L’analyse a porté sur 12 études, impliquant plus de 800 femmes atteintes de SOPK originaires d’Italie, de Chine, du Pakistan et des États-Unis. Les protocoles de régime variaient en termes de calories (entre 750 et 1 500 kcal par jour) et de teneur en glucides, mais visaient tous à induire un état de cétose, en limitant fortement l’apport en glucides tout en maintenant un apport suffisant en protéines.
Les résultats ont révélé des améliorations significatives sur le plan anthropométrique, avec une perte de poids moyenne de 9,57 kg (ADM −9,57 kg), une réduction du tour de taille de 7,75 cm (ADM −7,75 cm) et une diminution de la masse grasse corporelle de 7,44 kg (ADM −7,44 kg). L’indice de masse corporelle (IMC) a également diminué de 3,45 kg/m² (ADM −3,45 kg/m²), et le rapport taille/hanche (WHR) s’est légèrement amélioré.

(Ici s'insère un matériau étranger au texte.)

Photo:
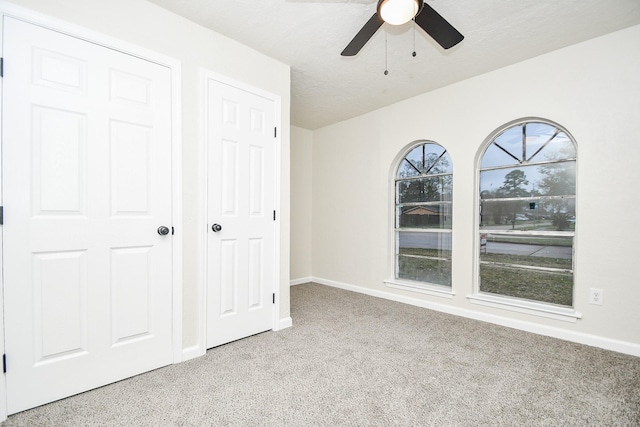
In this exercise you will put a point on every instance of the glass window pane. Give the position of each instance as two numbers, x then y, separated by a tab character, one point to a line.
494	156
540	286
511	141
407	170
556	179
527	215
424	257
538	268
441	164
431	189
531	187
425	216
553	179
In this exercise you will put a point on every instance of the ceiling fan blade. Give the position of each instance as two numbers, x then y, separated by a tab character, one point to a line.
438	27
363	36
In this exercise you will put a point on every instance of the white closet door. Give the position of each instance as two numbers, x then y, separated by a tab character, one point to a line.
87	184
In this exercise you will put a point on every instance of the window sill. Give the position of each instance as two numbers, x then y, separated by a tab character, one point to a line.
420	287
526	307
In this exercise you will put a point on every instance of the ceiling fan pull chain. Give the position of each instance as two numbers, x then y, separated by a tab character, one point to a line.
414	37
386	68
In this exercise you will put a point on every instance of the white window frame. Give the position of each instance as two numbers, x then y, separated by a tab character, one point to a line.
406	284
541	309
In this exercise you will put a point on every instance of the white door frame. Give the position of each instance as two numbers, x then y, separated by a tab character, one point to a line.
205	76
8	9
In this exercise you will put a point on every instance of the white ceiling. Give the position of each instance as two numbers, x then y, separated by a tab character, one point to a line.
327	88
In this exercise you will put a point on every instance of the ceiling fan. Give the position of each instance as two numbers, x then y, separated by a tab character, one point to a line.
398	12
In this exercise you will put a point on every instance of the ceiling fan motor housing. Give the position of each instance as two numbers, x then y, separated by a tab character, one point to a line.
398	12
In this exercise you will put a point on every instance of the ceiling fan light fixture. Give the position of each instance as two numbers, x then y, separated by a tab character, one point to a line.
398	12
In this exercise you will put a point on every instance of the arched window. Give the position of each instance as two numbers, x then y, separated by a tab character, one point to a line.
423	187
527	220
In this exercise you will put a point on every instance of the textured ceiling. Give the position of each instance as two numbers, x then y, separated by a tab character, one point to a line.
327	88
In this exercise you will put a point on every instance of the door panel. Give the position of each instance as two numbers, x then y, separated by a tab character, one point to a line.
86	184
241	195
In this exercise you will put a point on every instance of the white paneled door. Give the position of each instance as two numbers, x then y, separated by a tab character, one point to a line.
86	187
241	224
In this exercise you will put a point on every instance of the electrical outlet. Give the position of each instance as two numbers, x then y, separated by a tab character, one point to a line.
595	296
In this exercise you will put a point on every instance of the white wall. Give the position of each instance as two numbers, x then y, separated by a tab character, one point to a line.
592	89
143	24
301	166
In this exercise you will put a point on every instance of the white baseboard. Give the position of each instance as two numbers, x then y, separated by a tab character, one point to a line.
193	352
285	323
577	337
300	281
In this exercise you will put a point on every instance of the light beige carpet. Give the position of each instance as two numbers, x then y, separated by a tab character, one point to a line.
354	360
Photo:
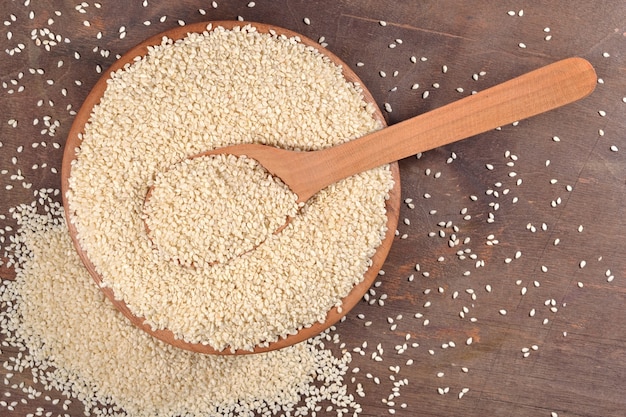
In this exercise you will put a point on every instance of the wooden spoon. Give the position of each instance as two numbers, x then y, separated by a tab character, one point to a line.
533	93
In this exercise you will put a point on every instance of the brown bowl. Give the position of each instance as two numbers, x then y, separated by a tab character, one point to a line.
74	141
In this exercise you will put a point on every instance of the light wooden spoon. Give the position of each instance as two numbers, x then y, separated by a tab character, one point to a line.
536	92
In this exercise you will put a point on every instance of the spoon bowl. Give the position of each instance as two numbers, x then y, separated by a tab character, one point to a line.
74	141
538	91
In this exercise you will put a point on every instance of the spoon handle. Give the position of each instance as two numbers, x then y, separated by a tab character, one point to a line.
530	94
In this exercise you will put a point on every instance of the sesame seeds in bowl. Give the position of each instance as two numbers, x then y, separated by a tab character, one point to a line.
202	87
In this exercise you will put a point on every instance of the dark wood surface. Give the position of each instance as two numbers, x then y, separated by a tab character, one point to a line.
579	367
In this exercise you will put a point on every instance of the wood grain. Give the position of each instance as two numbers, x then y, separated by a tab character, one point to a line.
536	92
579	368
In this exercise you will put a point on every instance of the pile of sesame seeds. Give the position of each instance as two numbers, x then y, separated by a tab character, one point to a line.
395	358
214	208
81	346
197	94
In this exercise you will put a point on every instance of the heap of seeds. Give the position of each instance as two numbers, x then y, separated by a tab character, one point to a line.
80	345
188	212
209	90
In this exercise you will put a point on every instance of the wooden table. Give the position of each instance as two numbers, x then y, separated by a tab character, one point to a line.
507	197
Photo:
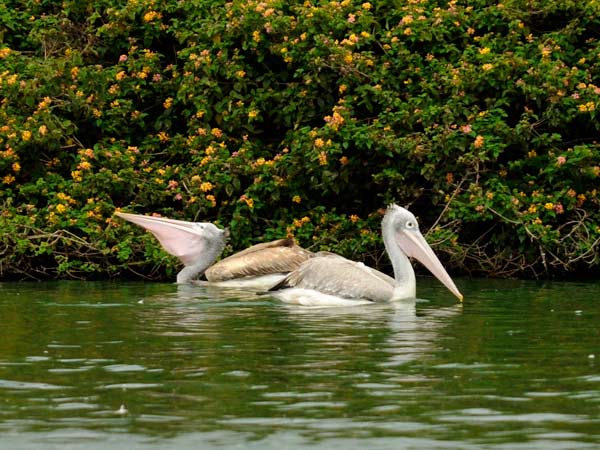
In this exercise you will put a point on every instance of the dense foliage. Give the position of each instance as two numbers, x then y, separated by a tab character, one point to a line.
300	118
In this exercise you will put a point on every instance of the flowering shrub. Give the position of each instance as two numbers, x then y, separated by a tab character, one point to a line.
300	118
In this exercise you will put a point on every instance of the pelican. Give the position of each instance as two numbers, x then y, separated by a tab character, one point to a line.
328	279
199	244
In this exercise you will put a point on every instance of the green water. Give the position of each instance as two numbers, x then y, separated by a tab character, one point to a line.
134	365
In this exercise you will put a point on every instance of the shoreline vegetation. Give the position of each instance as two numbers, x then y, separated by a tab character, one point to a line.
301	119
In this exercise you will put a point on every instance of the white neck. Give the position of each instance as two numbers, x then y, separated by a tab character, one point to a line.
406	284
204	261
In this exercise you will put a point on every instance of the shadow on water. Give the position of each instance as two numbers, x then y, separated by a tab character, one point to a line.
160	365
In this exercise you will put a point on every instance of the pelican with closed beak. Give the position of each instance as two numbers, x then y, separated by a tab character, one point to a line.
199	244
329	279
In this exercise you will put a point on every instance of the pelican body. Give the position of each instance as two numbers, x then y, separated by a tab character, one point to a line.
330	279
199	244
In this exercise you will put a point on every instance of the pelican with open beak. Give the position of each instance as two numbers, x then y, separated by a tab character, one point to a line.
199	244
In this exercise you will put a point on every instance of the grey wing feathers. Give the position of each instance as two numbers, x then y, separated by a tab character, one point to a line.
280	256
334	275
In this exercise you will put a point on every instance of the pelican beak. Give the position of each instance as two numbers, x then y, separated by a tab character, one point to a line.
415	246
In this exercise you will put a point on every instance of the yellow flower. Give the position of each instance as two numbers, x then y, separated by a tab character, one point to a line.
84	165
206	186
322	158
8	179
151	16
479	141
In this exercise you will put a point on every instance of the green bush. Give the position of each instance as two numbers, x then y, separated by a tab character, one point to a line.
300	118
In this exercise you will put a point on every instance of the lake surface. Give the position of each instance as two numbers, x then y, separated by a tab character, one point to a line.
147	365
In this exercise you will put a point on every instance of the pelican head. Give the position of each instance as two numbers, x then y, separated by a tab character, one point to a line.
196	244
404	232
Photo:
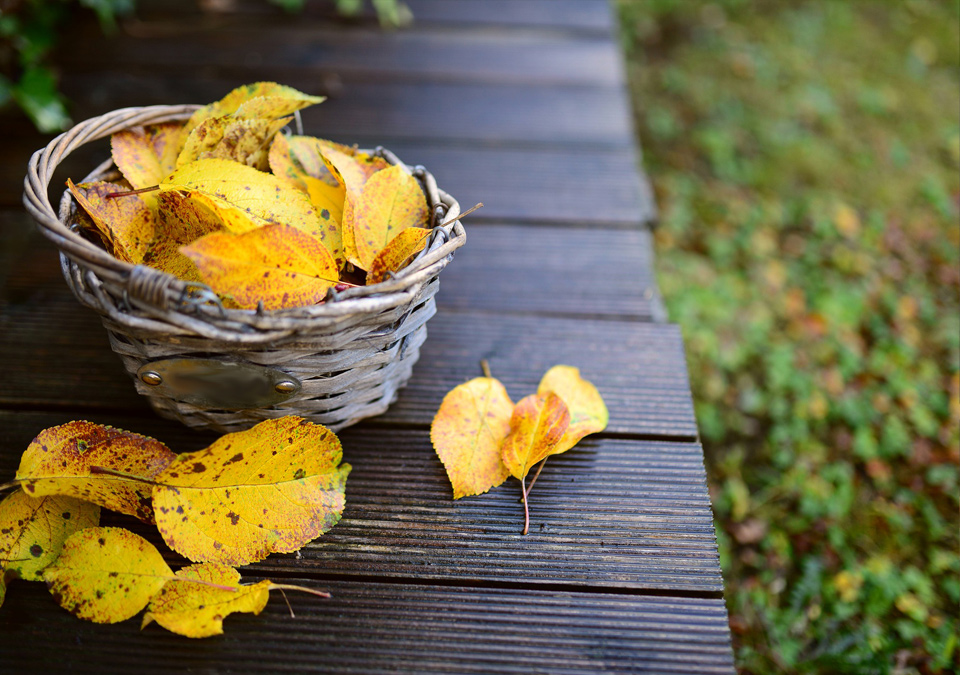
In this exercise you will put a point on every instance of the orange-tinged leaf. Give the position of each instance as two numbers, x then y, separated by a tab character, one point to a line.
588	412
246	141
397	253
69	460
147	155
106	574
467	432
390	202
278	265
236	98
127	223
269	489
536	428
197	609
33	529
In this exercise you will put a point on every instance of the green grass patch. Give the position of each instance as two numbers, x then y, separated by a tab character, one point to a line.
805	158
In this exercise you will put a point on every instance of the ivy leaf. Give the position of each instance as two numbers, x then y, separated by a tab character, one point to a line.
197	609
229	104
278	265
95	463
467	432
126	224
397	254
269	489
390	202
588	412
147	155
32	530
106	574
537	426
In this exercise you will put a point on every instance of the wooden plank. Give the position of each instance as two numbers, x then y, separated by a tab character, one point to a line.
376	628
610	514
592	16
308	48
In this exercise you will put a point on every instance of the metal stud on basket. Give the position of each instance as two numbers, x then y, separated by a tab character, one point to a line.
227	369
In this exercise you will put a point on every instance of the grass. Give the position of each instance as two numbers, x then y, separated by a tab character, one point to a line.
805	158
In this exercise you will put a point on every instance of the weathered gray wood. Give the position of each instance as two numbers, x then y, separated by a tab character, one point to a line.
377	628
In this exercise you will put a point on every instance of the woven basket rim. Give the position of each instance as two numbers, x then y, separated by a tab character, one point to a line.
155	297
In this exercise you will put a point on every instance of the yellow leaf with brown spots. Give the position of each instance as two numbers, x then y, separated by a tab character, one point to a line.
272	488
106	574
537	426
95	463
588	412
230	103
467	431
246	141
33	529
352	169
147	155
127	223
278	265
390	202
397	253
197	609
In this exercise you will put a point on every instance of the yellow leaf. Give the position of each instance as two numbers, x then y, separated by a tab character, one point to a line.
147	155
467	432
196	609
106	574
588	412
261	196
269	489
352	169
537	425
127	223
32	530
246	141
232	101
277	265
391	201
85	460
397	254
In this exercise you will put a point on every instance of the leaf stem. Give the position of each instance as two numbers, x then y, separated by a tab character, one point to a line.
526	507
114	195
291	587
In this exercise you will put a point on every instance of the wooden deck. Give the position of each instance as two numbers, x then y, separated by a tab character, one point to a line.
520	104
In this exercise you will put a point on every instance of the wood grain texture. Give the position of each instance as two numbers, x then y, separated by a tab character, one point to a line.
610	514
377	628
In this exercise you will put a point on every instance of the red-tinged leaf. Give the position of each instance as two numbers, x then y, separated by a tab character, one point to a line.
277	264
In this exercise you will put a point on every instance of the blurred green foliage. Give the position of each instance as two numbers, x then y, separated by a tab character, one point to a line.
29	30
805	157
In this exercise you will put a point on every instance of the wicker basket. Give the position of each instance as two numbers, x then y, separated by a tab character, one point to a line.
227	369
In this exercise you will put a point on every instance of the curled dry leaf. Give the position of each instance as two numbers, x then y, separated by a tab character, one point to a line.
197	610
588	412
390	202
277	265
147	155
537	425
32	530
269	489
70	459
467	431
127	225
397	254
106	574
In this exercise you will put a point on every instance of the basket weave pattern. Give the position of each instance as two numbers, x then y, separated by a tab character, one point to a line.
350	354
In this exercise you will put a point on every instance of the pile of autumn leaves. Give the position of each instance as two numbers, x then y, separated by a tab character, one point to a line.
272	488
262	218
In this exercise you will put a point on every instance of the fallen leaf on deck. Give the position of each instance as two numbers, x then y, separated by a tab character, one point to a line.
271	488
106	574
67	460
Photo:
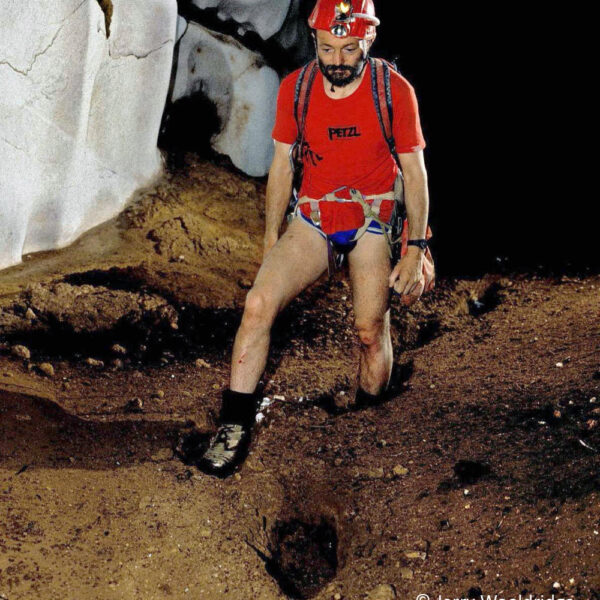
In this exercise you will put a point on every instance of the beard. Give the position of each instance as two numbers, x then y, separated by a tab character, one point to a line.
341	76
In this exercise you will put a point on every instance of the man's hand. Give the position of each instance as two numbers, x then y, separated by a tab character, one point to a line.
407	274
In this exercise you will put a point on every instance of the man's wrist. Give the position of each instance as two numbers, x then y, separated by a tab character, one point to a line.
420	243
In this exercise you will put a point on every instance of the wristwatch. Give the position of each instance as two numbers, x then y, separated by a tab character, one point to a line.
423	244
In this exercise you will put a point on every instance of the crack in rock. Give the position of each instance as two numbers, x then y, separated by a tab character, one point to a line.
140	56
26	72
107	8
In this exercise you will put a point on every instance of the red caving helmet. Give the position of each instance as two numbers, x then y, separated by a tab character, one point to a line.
345	19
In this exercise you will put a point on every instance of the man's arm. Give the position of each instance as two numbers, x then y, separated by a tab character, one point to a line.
408	271
279	190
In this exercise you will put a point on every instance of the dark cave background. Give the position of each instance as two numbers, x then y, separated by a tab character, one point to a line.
501	199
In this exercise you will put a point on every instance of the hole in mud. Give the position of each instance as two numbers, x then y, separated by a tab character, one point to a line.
303	556
490	300
191	446
470	471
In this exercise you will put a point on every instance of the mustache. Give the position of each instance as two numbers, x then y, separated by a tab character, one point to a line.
337	69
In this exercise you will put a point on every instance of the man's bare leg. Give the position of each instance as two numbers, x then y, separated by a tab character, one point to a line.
369	274
296	261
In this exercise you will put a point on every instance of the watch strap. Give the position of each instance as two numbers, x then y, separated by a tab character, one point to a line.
423	244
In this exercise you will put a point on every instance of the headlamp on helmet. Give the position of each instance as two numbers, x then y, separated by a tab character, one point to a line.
340	19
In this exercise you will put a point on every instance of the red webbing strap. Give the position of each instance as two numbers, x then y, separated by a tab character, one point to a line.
303	89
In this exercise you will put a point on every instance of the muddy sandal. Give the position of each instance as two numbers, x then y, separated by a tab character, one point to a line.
229	447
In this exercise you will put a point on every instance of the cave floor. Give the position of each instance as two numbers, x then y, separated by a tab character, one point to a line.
479	475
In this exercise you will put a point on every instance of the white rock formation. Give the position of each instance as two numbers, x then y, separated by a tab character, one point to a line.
241	86
265	17
79	114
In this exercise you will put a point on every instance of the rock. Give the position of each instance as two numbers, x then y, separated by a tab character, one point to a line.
382	592
118	349
264	17
94	362
374	473
85	78
162	455
135	405
242	88
21	351
47	369
399	470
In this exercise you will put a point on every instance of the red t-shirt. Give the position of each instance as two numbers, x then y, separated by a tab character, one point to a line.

Sur le plan hormonal, les taux de testostérone libre ont diminué de 0,31 ng/dL (ADM −0,31 ng/dL) et les taux de testostérone totale ont diminué de 7,21 ng/dL (ADM −7,21 ng/dL), tandis que les taux de globuline liant les hormones sexuelles (SHBG) ont augmenté de 15,22 nmol/L (ADM +15,22 nmol/L). Les taux d’hormone lutéinisante (LH) ont également diminué, ce qui pourrait indiquer une amélioration de la fonction ovarienne.
En outre, les femmes participant aux études ont présenté une amélioration de leur contrôle glycémique et de leur sensibilité à l’insuline, avec une diminution des taux de glucose à jeun, d’insuline à jeun et de l’indice HOMA-IR. Les taux de triglycérides ont également diminué, tandis que les taux de cholestérol total, de cholestérol LDL et de cholestérol HDL n’ont pas été significativement modifiés.
Les chercheurs soulignent toutefois que la plupart des études incluses dans l’analyse étaient de courte durée et présentaient une hétérogénéité importante en termes de protocoles alimentaires et de suivi de l’observance. Ils insistent sur la nécessité de mener des recherches supplémentaires pour évaluer les effets à long terme du régime cétogène sur la santé des femmes atteintes de SOPK, ainsi que pour comparer son efficacité à d’autres approches alimentaires. Ils recommandent également une surveillance médicale étroite et une supplémentation nutritionnelle pour minimiser les risques potentiels associés à ce régime restrictif.
Les travaux futurs devraient également tenir compte des différents phénotypes de SOPK, car les réponses au régime alimentaire peuvent varier en fonction des caractéristiques individuelles de chaque patiente.